2. “Tendo dado graças” — a Elevação pelo Espírito
A ação de dar graças (em grego, eucharistein) é mais do que um simples agradecimento. É um ato sacerdotal. Jesus, ao agradecer, eleva a matéria ao Pai, inscreve-a na eternidade. O pão deixa de ser apenas pão: torna-se dom. A gratidão é a chave da transfiguração — onde há reconhecimento do dom, há abertura para o milagre. Este gesto antecipa a Ceia Eucarística, na qual Ele não apenas agradecerá, mas Se entregará como o próprio pão.
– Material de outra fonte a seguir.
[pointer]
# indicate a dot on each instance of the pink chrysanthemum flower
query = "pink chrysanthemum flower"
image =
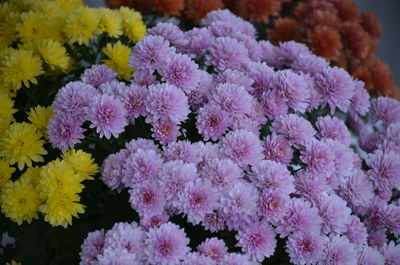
(234, 77)
(173, 177)
(199, 40)
(385, 109)
(274, 105)
(111, 170)
(125, 239)
(297, 130)
(166, 244)
(391, 253)
(257, 240)
(142, 77)
(165, 131)
(233, 99)
(289, 51)
(360, 101)
(334, 213)
(356, 232)
(239, 205)
(226, 52)
(336, 87)
(141, 166)
(273, 205)
(305, 247)
(107, 115)
(237, 259)
(97, 75)
(73, 99)
(212, 122)
(318, 157)
(147, 199)
(243, 147)
(310, 185)
(141, 143)
(262, 76)
(91, 247)
(170, 32)
(181, 71)
(384, 170)
(357, 190)
(221, 172)
(293, 88)
(198, 96)
(195, 258)
(214, 221)
(197, 199)
(339, 251)
(277, 148)
(134, 98)
(64, 131)
(153, 221)
(214, 248)
(333, 128)
(371, 256)
(302, 216)
(113, 88)
(166, 101)
(150, 53)
(181, 150)
(270, 175)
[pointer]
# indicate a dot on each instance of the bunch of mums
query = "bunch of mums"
(248, 152)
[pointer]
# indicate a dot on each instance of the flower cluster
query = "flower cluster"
(247, 139)
(54, 38)
(52, 189)
(340, 32)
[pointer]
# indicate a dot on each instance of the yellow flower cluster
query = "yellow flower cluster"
(53, 190)
(39, 36)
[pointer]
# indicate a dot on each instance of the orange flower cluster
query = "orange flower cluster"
(340, 32)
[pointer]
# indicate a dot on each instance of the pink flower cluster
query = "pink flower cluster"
(276, 158)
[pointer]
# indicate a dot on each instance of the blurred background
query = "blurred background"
(387, 12)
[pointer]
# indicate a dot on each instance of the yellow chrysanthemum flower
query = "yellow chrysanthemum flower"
(5, 172)
(21, 66)
(82, 25)
(21, 144)
(55, 26)
(134, 29)
(8, 29)
(81, 162)
(6, 112)
(53, 54)
(20, 201)
(129, 13)
(31, 175)
(60, 187)
(33, 27)
(69, 5)
(110, 22)
(118, 55)
(39, 117)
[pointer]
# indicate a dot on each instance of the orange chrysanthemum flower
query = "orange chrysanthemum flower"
(356, 40)
(325, 42)
(197, 9)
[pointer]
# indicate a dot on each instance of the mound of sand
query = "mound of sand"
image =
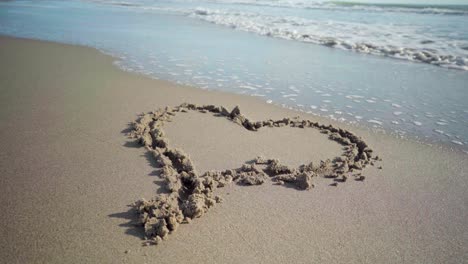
(190, 194)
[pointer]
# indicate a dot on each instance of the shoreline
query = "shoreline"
(439, 145)
(69, 171)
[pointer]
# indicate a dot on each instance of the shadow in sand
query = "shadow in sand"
(133, 227)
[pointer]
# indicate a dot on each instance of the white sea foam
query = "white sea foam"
(386, 40)
(372, 121)
(247, 87)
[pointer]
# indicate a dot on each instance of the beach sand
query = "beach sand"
(68, 173)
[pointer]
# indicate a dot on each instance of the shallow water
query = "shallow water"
(191, 43)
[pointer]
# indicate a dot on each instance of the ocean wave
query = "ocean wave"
(353, 6)
(384, 40)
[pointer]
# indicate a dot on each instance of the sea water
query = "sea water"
(399, 68)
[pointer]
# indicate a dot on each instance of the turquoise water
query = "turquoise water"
(396, 67)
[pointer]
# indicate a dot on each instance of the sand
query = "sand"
(69, 174)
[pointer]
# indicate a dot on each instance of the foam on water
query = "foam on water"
(152, 38)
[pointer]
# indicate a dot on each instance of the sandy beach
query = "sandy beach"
(68, 173)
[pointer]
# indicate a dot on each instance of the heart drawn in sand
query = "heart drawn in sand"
(190, 194)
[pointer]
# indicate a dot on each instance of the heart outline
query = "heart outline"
(191, 194)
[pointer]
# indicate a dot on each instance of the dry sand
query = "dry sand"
(67, 174)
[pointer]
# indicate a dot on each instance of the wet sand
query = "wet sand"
(69, 172)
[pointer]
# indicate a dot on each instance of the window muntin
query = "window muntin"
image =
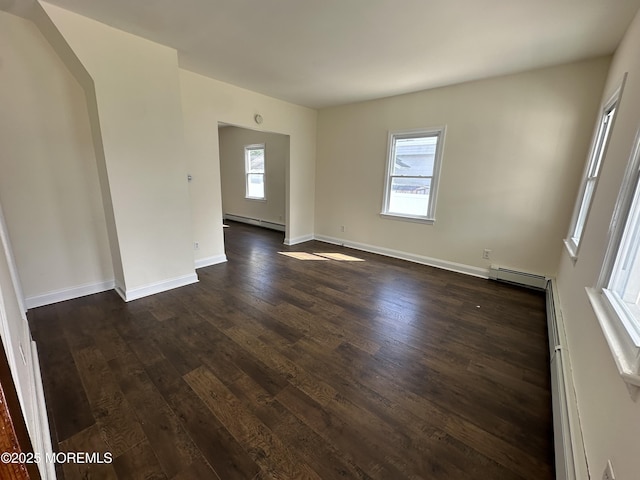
(254, 167)
(590, 180)
(622, 287)
(616, 296)
(413, 165)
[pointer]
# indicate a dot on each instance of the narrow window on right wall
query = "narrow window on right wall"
(616, 296)
(590, 179)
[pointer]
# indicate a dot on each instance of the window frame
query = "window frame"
(591, 174)
(248, 172)
(430, 216)
(620, 328)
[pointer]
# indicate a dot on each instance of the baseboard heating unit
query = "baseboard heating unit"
(526, 279)
(255, 221)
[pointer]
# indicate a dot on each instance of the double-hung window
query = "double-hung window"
(413, 167)
(254, 161)
(616, 297)
(590, 179)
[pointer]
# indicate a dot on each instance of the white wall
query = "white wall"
(138, 100)
(232, 142)
(609, 418)
(207, 102)
(49, 186)
(513, 153)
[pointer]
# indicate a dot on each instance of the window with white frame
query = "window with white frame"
(413, 167)
(616, 297)
(254, 161)
(590, 179)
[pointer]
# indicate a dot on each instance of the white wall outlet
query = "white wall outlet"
(24, 358)
(608, 472)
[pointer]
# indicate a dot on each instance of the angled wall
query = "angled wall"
(140, 121)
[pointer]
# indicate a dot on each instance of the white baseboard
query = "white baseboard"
(297, 240)
(208, 261)
(432, 262)
(158, 287)
(68, 293)
(42, 441)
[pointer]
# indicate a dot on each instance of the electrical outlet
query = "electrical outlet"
(608, 472)
(24, 358)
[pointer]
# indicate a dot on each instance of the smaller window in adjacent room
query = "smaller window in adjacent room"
(254, 160)
(616, 297)
(413, 166)
(590, 179)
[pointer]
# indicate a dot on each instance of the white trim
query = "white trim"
(13, 269)
(56, 296)
(570, 455)
(297, 240)
(432, 262)
(157, 287)
(438, 132)
(42, 441)
(613, 101)
(408, 218)
(620, 331)
(208, 261)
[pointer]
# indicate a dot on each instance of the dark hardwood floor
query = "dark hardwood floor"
(277, 367)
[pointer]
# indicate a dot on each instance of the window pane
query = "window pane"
(601, 144)
(256, 160)
(409, 196)
(255, 185)
(414, 156)
(625, 279)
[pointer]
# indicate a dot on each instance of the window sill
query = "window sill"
(572, 249)
(408, 218)
(624, 350)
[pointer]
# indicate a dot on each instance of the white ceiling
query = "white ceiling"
(327, 52)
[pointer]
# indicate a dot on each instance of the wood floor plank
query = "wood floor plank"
(266, 449)
(118, 423)
(273, 367)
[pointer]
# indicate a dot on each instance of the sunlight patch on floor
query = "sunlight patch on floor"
(302, 256)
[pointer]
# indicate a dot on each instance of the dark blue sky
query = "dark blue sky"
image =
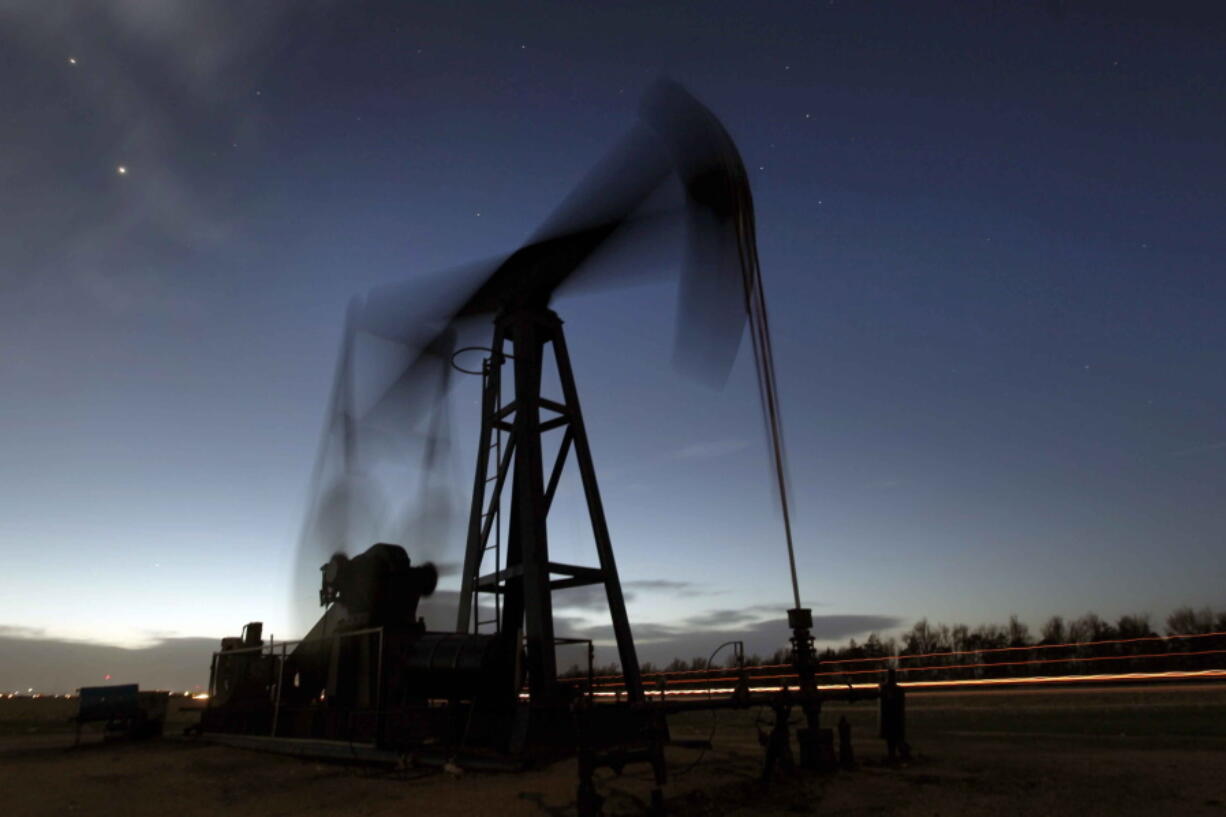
(988, 236)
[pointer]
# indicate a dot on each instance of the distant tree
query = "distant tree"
(1054, 632)
(1018, 632)
(1187, 621)
(921, 639)
(958, 636)
(1090, 628)
(1135, 626)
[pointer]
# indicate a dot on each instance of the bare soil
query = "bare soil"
(1077, 752)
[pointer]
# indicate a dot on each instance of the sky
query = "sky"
(989, 248)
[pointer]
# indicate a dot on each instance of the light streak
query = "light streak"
(1039, 680)
(949, 653)
(951, 666)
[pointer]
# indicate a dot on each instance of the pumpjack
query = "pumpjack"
(369, 671)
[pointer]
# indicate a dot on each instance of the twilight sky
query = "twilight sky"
(988, 233)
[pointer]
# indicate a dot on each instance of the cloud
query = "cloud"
(59, 665)
(162, 87)
(668, 585)
(698, 636)
(55, 665)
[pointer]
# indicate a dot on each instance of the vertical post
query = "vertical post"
(529, 539)
(281, 672)
(600, 525)
(491, 389)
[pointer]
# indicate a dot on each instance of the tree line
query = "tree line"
(1192, 640)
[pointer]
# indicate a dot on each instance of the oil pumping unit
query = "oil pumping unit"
(370, 672)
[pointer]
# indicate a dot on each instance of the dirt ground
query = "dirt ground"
(1078, 752)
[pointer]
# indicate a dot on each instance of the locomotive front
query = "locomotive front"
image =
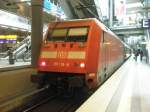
(63, 56)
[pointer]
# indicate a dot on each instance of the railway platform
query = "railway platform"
(127, 90)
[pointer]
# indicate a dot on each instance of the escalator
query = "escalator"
(20, 50)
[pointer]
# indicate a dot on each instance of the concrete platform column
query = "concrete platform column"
(37, 30)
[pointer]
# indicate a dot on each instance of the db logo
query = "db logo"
(61, 54)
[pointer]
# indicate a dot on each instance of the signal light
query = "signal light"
(82, 65)
(43, 63)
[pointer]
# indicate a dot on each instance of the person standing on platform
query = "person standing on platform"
(141, 55)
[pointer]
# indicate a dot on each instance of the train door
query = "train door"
(103, 58)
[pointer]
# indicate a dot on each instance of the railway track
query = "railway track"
(57, 104)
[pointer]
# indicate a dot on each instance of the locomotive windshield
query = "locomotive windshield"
(57, 35)
(68, 34)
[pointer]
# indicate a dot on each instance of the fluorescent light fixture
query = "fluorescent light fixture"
(138, 4)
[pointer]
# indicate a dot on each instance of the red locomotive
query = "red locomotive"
(79, 53)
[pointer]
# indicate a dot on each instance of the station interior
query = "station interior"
(23, 24)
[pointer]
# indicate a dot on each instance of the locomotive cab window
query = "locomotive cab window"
(77, 34)
(57, 35)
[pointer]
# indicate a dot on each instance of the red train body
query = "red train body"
(79, 53)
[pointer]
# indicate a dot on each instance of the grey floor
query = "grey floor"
(128, 90)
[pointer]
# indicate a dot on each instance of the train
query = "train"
(78, 53)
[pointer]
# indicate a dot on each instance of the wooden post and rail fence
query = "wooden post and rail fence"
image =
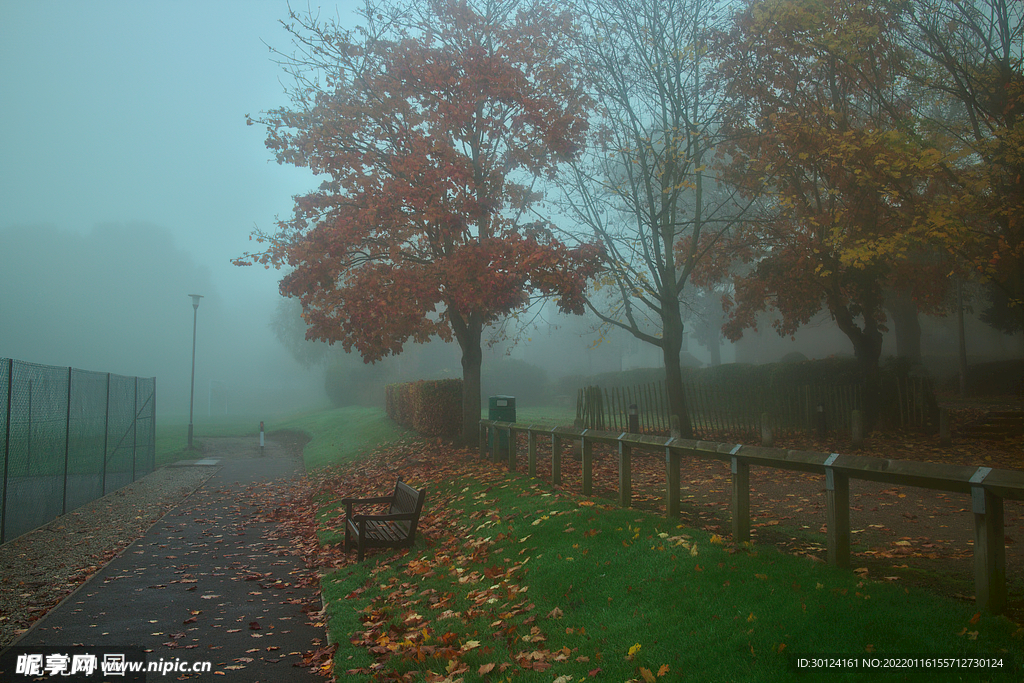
(986, 486)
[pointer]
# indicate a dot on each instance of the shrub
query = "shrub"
(431, 408)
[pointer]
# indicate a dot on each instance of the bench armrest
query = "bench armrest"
(355, 501)
(397, 516)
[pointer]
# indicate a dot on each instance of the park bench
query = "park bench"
(394, 529)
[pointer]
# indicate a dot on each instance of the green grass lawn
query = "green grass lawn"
(341, 434)
(544, 584)
(172, 437)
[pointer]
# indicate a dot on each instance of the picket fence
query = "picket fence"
(717, 410)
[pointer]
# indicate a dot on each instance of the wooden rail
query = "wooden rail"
(986, 486)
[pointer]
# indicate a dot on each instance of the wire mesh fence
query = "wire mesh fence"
(68, 437)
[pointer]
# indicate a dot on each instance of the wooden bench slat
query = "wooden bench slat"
(381, 530)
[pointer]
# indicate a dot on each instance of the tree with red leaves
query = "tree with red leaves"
(432, 123)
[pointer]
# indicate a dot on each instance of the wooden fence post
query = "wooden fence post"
(556, 459)
(837, 514)
(512, 449)
(531, 453)
(989, 551)
(857, 429)
(672, 462)
(944, 435)
(625, 473)
(740, 498)
(767, 437)
(588, 464)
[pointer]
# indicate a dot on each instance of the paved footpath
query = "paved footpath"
(205, 585)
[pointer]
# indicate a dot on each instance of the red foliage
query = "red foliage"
(429, 134)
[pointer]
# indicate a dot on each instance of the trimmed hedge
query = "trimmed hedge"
(431, 408)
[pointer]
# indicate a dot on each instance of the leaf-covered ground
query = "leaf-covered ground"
(480, 602)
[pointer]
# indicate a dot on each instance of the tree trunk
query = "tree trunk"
(672, 343)
(715, 346)
(468, 333)
(961, 339)
(867, 350)
(907, 327)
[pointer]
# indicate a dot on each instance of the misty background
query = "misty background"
(130, 180)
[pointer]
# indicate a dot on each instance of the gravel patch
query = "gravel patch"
(42, 567)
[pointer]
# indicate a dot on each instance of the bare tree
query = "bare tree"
(645, 189)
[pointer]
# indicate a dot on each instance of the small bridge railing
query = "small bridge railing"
(986, 486)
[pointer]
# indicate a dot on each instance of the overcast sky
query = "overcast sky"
(133, 112)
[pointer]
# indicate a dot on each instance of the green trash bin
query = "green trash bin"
(501, 409)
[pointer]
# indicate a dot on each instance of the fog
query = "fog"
(129, 181)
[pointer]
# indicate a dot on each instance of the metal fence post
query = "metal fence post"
(64, 504)
(153, 428)
(134, 432)
(107, 429)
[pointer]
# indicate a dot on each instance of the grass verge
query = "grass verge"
(528, 583)
(340, 435)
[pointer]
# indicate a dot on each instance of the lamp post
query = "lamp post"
(192, 396)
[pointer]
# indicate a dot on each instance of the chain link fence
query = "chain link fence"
(68, 437)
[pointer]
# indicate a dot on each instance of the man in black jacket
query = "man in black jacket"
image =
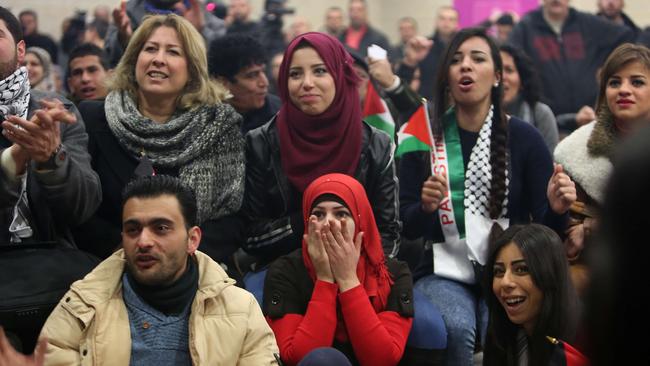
(360, 35)
(239, 62)
(613, 10)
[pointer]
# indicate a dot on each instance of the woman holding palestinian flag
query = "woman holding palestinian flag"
(481, 168)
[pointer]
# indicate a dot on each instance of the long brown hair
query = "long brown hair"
(623, 55)
(499, 135)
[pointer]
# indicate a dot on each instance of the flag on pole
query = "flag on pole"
(376, 113)
(415, 135)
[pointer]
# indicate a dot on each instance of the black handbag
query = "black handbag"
(32, 281)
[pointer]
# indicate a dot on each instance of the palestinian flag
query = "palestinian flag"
(376, 113)
(415, 135)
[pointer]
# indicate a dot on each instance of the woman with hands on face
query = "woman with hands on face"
(339, 291)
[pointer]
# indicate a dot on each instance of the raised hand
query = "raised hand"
(434, 190)
(381, 71)
(343, 251)
(416, 50)
(561, 191)
(316, 250)
(37, 138)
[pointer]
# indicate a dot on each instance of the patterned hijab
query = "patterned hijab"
(371, 269)
(313, 145)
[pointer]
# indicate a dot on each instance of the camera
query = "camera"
(274, 9)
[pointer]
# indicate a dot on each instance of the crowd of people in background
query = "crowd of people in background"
(231, 190)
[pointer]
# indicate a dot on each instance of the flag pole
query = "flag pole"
(433, 148)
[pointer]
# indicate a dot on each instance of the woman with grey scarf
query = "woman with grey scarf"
(164, 115)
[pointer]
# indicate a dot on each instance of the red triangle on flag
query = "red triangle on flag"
(417, 126)
(372, 104)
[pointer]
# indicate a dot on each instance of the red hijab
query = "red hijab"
(371, 269)
(330, 142)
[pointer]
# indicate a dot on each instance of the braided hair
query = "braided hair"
(499, 134)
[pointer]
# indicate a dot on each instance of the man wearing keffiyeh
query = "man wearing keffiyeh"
(46, 182)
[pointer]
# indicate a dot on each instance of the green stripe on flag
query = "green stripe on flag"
(410, 144)
(377, 122)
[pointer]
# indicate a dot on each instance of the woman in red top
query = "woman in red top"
(339, 290)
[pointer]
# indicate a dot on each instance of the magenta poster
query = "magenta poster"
(473, 12)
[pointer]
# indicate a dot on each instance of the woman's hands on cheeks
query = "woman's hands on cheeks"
(343, 251)
(317, 252)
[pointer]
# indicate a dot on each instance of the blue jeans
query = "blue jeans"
(464, 311)
(428, 330)
(325, 356)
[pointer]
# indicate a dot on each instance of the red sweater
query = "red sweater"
(376, 338)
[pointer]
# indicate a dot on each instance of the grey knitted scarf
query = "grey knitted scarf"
(204, 144)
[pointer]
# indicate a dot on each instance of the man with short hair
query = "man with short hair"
(239, 18)
(613, 10)
(428, 58)
(46, 182)
(29, 23)
(567, 47)
(87, 73)
(333, 22)
(238, 61)
(360, 35)
(47, 185)
(158, 300)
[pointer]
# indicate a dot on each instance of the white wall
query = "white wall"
(384, 14)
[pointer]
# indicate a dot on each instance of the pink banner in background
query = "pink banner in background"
(472, 12)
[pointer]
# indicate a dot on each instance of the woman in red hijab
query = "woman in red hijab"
(339, 291)
(318, 130)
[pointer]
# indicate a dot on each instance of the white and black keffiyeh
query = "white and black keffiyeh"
(14, 94)
(204, 144)
(478, 177)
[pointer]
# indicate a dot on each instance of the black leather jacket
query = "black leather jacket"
(273, 206)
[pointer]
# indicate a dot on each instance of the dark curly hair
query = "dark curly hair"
(545, 257)
(231, 53)
(531, 87)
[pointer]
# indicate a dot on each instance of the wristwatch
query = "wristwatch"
(56, 159)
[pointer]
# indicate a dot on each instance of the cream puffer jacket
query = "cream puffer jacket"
(90, 325)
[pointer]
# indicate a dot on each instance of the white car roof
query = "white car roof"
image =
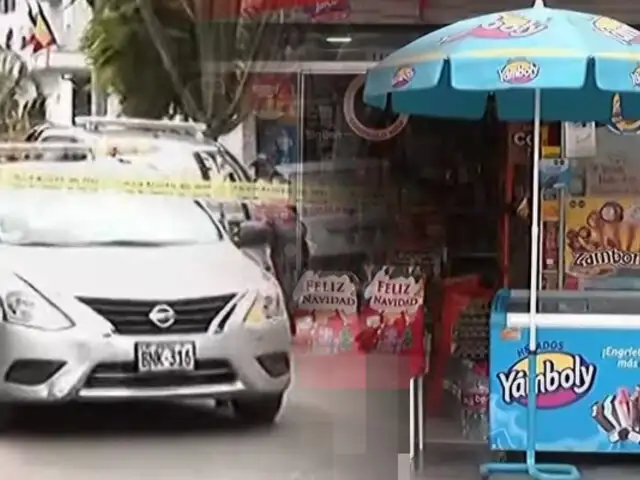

3. “Distribuiu aos que estavam sentados” — a partilha universal e inclusiva
Não há distinções: os sentados são muitos, diversos, mas todos recebem. O fato de estarem “sentados” evoca a disposição da escuta, da receptividade, do descanso diante do Mistério. A ação de Cristo não é seletiva, não depende de mérito, mas é derramada conforme a abertura do coração. Todos os que se sentam, todos os que se abrem, participam da abundância.
4. “Igualmente fez com os peixes” — a totalidade dos dons
O milagre não se limita ao pão, mas se estende aos peixes — alimento mais efêmero, mais ligado ao cotidiano. Isso demonstra que a providência divina atinge todas as dimensões da vida, tanto o essencial quanto o secundário, tanto o espiritual quanto o sensível. Deus é total em seu dom, e nada é pequeno demais para escapar de seu cuidado.
5. “Tanto quanto quiseram” — liberdade e plenitude
Este detalhe é o ápice da revelação: Deus não impõe medida. Ele oferece conforme o desejo. A plenitude do dom divino respeita a liberdade da criatura. Cada um recebe "quanto quer", porque Deus não força o coração humano — Ele se oferece e espera ser acolhido. O milagre, portanto, não é apenas uma manifestação de poder, mas uma pedagogia da liberdade: o infinito se derrama segundo a sede de cada alma.
Essa frase, na sua simplicidade, é um compêndio da economia da salvação: Deus assume a matéria, eleva-a pela ação de graças, partilha-a com todos, respeita a liberdade de cada um, e tudo isso através do Verbo encarnado. É uma antecipação da Eucaristia, mas também um espelho da vida cristã: acolher, agradecer, partilhar e confiar que o dom se multiplicará conforme a fome do espírito.